Сам Боба никогда не смеялся. Я уже это говорил? Если говорил, прошу прощения за повтор. Но не перечитывать же всю мою несущуюся без черновиков, по кочкам, по бугоркам, по обрывкам памяти скоропись! Вот закончится эта вольная скачка без седла вслед за давно исчезнувшим молодым Бобой, вслед и за мною самим — по-щенячьи молодым, а потом за Бобой солидным, Бобой-американцем (Господи, я же именно так озаглавил этот рассказик, а вот сколько времени прошло, еще и не добрался до того, почему, собственно, Боба-американец!), вот закончу, доскачу и освобожусь от этого живущего во мне спрятанного, памятного пузыря смеха и радости, лопнет этот пузырь и — может быть! — хоть каплей смеха обрызгает и тебя, случайный читатель. А я останусь серьезным, успокоенным, с чувством исполненного долга, я не буду больше смеяться нелепым шуткам и оборотам речи канувших времен. И Боба останется там, у себя в Нью-Йорке, в квартирке Нижнего Манхэттена с американской женой — достойный, преодолевший, вытерпевший, в конечном счете победивший и получивший все, чего мог желать… Ну кроме, может быть, богатства. А лишившийся при этом только одного… Вы подумали — Родины? Нет! Это само собой, это не обсуждается. Вы скажете — молодость прошла? Да ну, что за разговор?! У всех проходит молодость, а Боба еще лучше всех нас сохранился. Нет! Юмора! Юмора он лишился! Потому что у них там, в Западном полушарии, другой юмор. Жить там можно. И нужно! А шутить… шутить там бессмысленно.

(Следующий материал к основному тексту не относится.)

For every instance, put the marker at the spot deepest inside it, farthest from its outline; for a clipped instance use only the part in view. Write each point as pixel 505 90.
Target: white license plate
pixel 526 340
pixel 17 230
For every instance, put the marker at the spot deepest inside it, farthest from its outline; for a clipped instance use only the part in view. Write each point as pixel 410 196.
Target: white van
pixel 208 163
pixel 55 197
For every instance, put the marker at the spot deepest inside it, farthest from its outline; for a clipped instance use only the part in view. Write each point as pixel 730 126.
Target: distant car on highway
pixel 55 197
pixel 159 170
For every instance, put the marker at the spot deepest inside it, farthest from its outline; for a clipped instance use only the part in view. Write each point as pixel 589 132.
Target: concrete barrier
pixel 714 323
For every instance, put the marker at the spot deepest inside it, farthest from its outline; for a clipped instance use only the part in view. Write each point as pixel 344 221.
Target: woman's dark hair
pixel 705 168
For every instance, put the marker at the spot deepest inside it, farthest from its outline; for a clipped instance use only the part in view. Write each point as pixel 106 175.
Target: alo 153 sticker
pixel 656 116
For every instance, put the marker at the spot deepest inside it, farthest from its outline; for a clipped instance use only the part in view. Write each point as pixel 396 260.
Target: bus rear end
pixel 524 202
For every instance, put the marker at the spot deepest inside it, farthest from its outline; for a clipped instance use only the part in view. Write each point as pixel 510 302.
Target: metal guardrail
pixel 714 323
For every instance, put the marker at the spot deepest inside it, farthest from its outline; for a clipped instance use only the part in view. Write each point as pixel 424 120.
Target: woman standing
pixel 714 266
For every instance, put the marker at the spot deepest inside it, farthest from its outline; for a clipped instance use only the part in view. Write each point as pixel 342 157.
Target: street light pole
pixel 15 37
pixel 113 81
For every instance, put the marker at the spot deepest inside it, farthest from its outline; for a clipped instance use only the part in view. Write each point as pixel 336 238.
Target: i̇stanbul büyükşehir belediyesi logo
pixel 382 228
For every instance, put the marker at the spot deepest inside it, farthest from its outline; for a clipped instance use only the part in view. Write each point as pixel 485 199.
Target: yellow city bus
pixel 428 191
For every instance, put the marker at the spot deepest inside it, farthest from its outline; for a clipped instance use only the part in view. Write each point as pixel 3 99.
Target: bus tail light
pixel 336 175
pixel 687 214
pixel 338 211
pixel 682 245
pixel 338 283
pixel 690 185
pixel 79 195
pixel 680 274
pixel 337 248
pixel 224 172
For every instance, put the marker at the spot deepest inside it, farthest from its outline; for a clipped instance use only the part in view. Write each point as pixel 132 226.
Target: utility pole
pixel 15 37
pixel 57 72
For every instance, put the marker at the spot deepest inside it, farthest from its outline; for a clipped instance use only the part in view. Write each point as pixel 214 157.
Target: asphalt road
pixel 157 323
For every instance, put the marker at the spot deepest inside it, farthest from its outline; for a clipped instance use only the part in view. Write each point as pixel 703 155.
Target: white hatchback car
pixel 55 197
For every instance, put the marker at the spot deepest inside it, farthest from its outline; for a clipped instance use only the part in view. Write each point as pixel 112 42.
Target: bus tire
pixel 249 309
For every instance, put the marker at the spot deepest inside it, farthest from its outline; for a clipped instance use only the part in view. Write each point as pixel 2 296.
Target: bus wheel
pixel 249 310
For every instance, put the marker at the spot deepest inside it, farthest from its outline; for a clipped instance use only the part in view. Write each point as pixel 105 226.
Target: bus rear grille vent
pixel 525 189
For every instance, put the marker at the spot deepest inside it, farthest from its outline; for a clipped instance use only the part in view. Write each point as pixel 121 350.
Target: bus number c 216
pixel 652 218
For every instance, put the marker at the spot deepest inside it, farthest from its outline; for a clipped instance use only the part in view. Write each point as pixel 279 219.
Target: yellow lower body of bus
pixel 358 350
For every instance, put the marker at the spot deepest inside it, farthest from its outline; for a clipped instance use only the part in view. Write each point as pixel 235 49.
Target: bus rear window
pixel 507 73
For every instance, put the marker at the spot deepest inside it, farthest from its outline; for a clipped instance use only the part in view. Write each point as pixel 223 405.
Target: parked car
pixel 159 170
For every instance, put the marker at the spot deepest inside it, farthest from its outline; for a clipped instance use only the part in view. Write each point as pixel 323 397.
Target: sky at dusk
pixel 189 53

Так вот я и говорю, Боба смешил, но никогда не смеялся.
— Сынок! — говорил Боба. — Я хочу машину! Я хочу большую машину, чтобы много места было. Чтобы можно было оглядеться вокруг, а потом плотно закрыть все окна, чтоб не слышно было, и громко послать всех к… Евгении Марковне! Только всех! И очень громко! И чтоб не было слышно! Кразевгенейшей Марковне! Свобода определяется количеством людей, которых ты можешь послать. А из закрытой машины ты можешь послать всех сразу. И очень далеко. Нужна машина, а остальное у меня уже готово.
Боба не смеялся. Почти никогда. Редко. С трудом вспоминаю, чтобы Боба смеялся. Впрочем, один случай точно был…
Мы жили в Тбилиси. И мне было двадцать пять. Бобе — сорок. Мы жили в большом квадратном номере гостиницы на проспекте Руставели. Окна во внутренний двор на ресторанную кухню. Туалет в коридоре — в самом дальнем от нас конце коридора (это важно!). Мы были бедны, но мы были актерами знаменитого театра. Нас приглашали. Мы уже не раз слушали зурну и дудуки, ели шашлыки и хинкали, пили коньяк и мукузани. И было жарко!